After WBRC became a Fox station in September 1996, the station shifted its programming focus heavily towards local news, increasing its output from about 25 hours a week to around 40 hours. The station retained all of the newscasts that existed during its final years as an ABC affiliate, but expanded its weekday morning newscast from one to three hours (with the addition of a two-hour extension, known for most of its run as Good Day Alabama, from 7:00 to 9:00 a.m.), and bridged the separate 5:00 and 6:00 p.m. newscasts on Monday through Friday nights to form a 90-minute early-evening news block (by adding a half-hour newscast at 5:30). Channel 6 also launched a prime time newscast at 9:00 p.m. to compensate for the lack of prime time programming provided by Fox during that hour; however, it filled the 9:30 p.m. half-hour with syndicated programs (originally reruns of Seinfeld, then from 1997 afterward, Jeopardy!) as a tentpole between the 9:00 and 10:00 p.m. newscasts from the September 1996 switch until September 2002, when it expanded the prime time newscast to one hour (WBRC is one of several Fox stations that offer newscasts in both the final hour of prime time and the traditional late news timeslot, one of the few affiliated with the network that runs a nightly newscast in the latter slot and one of the few to continue its Big Three-era late-evening newscast after switching to Fox). In addition to compensating for the absence of daily national morning and evening newscasts on Fox’s schedule, the expansion of WBRC’s news lineup also filled timeslots vacated by the departures of Good Morning America and World News Tonight through the discontinuance of its ABC affiliation. WBRC also lost several longtime anchors and reporters to the W58CK/WCFT/WJSU trimulcast at that time, including news anchors Linda Mays and Brenda Ladun, meteorologists James Spann (who himself reportedly left WBRC due to his disapproval over the edgier content of Fox’s programming) and Mark Prater, and sports anchor Mike Raita.

In 2009, WBRC became a founding member station of the Raycom News Network, a service created to allow the sharing of news resources among the four Raycom-owned television stations that serve Alabama – including NBC affiliate WSFA in Montgomery, NBC affiliate WAFF in Huntsville and ABC affiliate WTVM in Columbus, Georgia (the latter of which includes a portion of eastern Alabama in its service area) – which combined, cover almost half of Alabama’s population. The service allows the stations to pool story content seen on the stations’ newscasts and websites, as well as share information and newsgathering equipment (such as satellite trucks). The four stations also comprise the Raycom Weather Network and the Raycom Alabama Weather Blog, where meteorologists from all four stations post forecasts and storm reports, and which provide live feeds from cameras and Doppler weather radar systems that each of the stations operate (the only Raycom-owned station in Alabama that does not participate in the arrangement is fellow Fox affiliate WDFX-TV in Dothan, whose news programming is produced by WSFA under a news share agreement).

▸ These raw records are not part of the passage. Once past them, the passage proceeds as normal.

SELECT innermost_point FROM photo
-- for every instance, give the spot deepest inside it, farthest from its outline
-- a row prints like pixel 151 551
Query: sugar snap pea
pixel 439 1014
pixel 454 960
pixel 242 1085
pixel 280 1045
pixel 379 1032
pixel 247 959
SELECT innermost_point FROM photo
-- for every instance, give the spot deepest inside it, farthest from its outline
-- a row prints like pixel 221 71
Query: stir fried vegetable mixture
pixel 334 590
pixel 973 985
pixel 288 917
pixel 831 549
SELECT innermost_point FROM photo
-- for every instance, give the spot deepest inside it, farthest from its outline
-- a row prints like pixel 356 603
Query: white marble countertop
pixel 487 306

On July 14, 2009, the station eliminated its Saturday evening 5:00 p.m. newscast due to budget cutbacks at the station spurred by the economic downturn.[35] On October 26, 2009, WBRC became the second television station in the Birmingham-Tuscaloosa-Anniston market (after WVTM-TV) – and the third station in Alabama – to begin broadcasting its local newscasts in high definition; the news set and the graphics were also redesigned as part of the transition.

On September 12, 2016, the station debuted a 4:00 p.m. newscast, placing the station in competition with WVTM and WBMA, which have both aired 4:00 p.m. newscasts for several years.